- Born: 21 September 1900 La Chaux-de-Fonds, Canton of Neuchâtel, Switzerland
- Died: 26 January 1949 (aged 48) Antony, Hauts-de-Seine, France
- Occupation: Communist leader
- Known for: Head of Cadre Commission

= Maurice Tréand =

Maurice Tréand (21 September 1900 – 26 January 1949) was a French communist leader who was responsible for vetting party members in the period leading up to World War II. During the early part of the war, before the German invasion of the Soviet Union, he may have been indiscreet in discussions with the German occupiers of France. He was excluded from underground operations after the Communists became active in the French Resistance following the June 1941 German invasion of the Soviet Union.

==Early years==
Maurice Tréand was born in 1900. He joined the French Communist Party (PCF, Parti communiste français), and from 1932 was in charge of the security of the PCF leaders, and of underground operations. Early in 1933 he was made secretary of the PCF's Cadre Commission. The Cadre Commission (commission des cadres) was set up to "verify" comrades and ensure "that a thing was what it was supposed to be" – to root out informers and politically unreliable members. One technique was to require that all PCF members fill out an autobiographical questionnaire, which could then be analyzed. The Cadre Commission was somewhat secretive, and worked directly with Maurice Thorez, Eugen Fried (Note: The Czechoslovak Eugen Fried was the Comintern "referent" who was given responsibility for overseeing the French Communist Party at the end of 1930.) and the Communist International's agencies. Tréand was criticized for taking his policing role to an extreme, for example classifying an activist as suspect if they had a distant cousin in the "forces of repression."

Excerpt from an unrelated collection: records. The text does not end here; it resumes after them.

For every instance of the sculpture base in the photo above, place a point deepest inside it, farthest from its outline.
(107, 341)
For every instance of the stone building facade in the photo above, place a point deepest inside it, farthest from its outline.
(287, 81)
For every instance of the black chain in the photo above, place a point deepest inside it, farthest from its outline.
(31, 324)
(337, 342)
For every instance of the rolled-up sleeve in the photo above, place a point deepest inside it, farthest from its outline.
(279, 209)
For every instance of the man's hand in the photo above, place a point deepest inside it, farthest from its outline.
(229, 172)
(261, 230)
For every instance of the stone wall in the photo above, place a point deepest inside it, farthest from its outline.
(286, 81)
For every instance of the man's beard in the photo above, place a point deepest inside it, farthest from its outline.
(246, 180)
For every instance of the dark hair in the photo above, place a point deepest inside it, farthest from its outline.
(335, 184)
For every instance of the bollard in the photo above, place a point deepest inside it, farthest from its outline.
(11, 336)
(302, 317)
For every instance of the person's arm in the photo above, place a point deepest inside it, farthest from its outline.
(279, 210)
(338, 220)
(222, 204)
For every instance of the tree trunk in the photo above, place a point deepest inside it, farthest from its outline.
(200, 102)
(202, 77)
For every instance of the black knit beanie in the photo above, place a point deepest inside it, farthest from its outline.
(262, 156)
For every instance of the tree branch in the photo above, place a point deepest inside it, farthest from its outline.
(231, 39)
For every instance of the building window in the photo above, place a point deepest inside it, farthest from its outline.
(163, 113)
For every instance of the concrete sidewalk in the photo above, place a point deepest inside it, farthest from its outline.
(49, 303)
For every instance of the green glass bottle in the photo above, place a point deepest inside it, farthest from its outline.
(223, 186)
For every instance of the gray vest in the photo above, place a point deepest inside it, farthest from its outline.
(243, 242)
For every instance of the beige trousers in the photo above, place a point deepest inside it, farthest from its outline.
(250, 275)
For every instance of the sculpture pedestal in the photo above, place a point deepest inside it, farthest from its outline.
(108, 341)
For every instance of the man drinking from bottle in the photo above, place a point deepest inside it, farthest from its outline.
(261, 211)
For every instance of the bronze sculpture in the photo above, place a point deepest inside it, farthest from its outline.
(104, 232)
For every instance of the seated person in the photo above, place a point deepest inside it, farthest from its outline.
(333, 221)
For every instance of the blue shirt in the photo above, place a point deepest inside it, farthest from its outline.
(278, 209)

In October 1936 Arthur Dallidet was given a permanent position in the PCF Cadre Commission as assistant to Tréand. Dallidet was the second functionary to be assigned to the Commission.
Tréand was a member of the PCE Central Committee from 1937 to 1945, and Executive Committee of the Communist International (ECCI) operative in Western Europe. Treand was close to Thorez, who always showed great respect for him, and also to Jacques Duclos, but does not seem to have had a strong relationship with André Marty. He was completely trusted by Moscow. However, the security arrangements he established before the war proved inadequate as the government stepped up its surveillance measures after the Molotov–Ribbentrop Pact of 23 August 1939 and the start of general mobilization in France.

==World War II==

The PCE was officially dissolved in September 1939 after the outbreak of World War II (1939–45).
The leadership of the French Communist Party in the period between the German occupation of France after the armistice of 22 June 1940 and the German invasion of Russia on 22 June 1941 was divided between three locations. Secretary-general Maurice Thorez was in Moscow with André Marty. In Paris the clandestine party was directed by Benoît Frachon, aided by Arthur Dallidet. In hiding in Brussels were Jacques Duclos, who became the political leader of the party, and later the leader of the Communist Resistance, Maurice Tréand and Eugen Fried. After Paris was occupied in June 1940 Tréand and Jean Catelas, the deputy for Amiens, began negotiations with the German ambassador for permission to resume open publication of the communist journal l'Humanité. The negotiations fell through, and the Soviet Union changed tack and condemned the attempt.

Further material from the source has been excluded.